The book, "Bare Branches: The Security Implications of Asia's Surplus Male Population," (M.I.T. Press), by Valerie Hudson and Andrea Den Boer, connects the dots of a huge demographic trend that carries international implications. ("Bare branches" comes from a Chinese phrase for adult offspring who don't bear children, like empty fruit trees.)
Policymakers should take note: China, India, and other nations that can't stop this practice might see great social upheavals, such as mass migration of young males or the widespread kidnapping of women.
"The security logic of high sex-ratio societies predisposes nations to see some utility in interstate conflict," the authors write.
Conservative estimates put the number of excess men in China at 30 million by 2020, and 28 million for India. Or, to put it another way, some experts say the world's two most populous nations, which have almost 40 percent of humanity between them, are already "missing" 100 million women.
This gender deficit is clearly sex discrimination on a mass feticidal scale.
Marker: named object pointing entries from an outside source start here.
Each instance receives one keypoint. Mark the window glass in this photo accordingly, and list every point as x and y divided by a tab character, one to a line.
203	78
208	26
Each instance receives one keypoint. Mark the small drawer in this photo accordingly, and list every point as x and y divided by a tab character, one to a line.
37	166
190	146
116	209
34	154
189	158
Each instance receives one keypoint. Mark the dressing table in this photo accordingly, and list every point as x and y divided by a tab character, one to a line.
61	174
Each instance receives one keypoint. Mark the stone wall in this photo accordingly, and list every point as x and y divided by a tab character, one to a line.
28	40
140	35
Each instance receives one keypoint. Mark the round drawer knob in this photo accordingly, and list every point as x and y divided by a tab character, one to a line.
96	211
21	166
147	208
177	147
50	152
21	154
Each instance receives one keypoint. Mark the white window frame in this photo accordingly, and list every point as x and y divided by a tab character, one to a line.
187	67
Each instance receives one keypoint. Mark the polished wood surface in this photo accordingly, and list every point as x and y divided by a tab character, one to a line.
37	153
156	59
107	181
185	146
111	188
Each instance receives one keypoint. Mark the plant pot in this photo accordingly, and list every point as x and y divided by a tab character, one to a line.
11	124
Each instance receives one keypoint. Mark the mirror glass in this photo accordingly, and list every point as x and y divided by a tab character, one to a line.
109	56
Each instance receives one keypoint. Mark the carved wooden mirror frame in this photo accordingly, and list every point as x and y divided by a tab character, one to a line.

This modern-day practice of terminating pregnancies because a fetus is the "wrong" sex is an extension of an old practice in traditional societies to kill unwanted baby girls, or neglect them until they die. (In today's China, many girls are simply put up for foreign adoption.)
Boys have long been preferred by rural families because they are reliable help in farming and old age, and also seen as carrying on the ancestral line.
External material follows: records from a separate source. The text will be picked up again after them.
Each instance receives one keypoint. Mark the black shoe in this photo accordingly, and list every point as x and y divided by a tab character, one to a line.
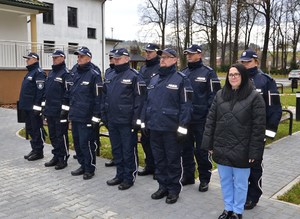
145	172
77	172
88	175
249	205
110	163
35	156
187	181
172	198
124	185
159	194
28	155
225	215
113	182
61	165
203	187
52	162
236	216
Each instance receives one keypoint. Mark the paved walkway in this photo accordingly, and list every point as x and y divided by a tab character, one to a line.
30	190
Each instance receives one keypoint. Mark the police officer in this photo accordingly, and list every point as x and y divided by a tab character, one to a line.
147	71
31	96
85	102
166	114
122	100
205	84
111	67
268	89
57	85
In India, the birth of a girl can mean the heavy burden of paying a large dowry to her future in-laws. "Raising a girl is like watering another family's garden," goes an old Indian saying.
As both China and India have discovered, passing laws against such practices isn't enough. Governments are struggling because couples eagerly seek sex-selection and officials are unable to stop doctors in small clinics who are all too willing to ignore the laws for a small fee. Mobile ultrasound units, too, can easily move from village to village.
Raising the status of women is the ultimate solution to reversing the attitude that girls aren't the equal of boys. That will require years of leadership to counter deep cultural influences. In China, for instance, the State Family Planning and Population Commission recently began a pilot initiative called "Care for Girls." It includes making sure girls get an education and easing the worries of families about old age by offering insurance.
In fact, the more these nations have adequate social security, the more a parental preference for sons should diminish.
This historic shift in gender demography can be curtailed if leaders act boldly. In the meantime, the world must learn to deal with the rising ranks of rootless men.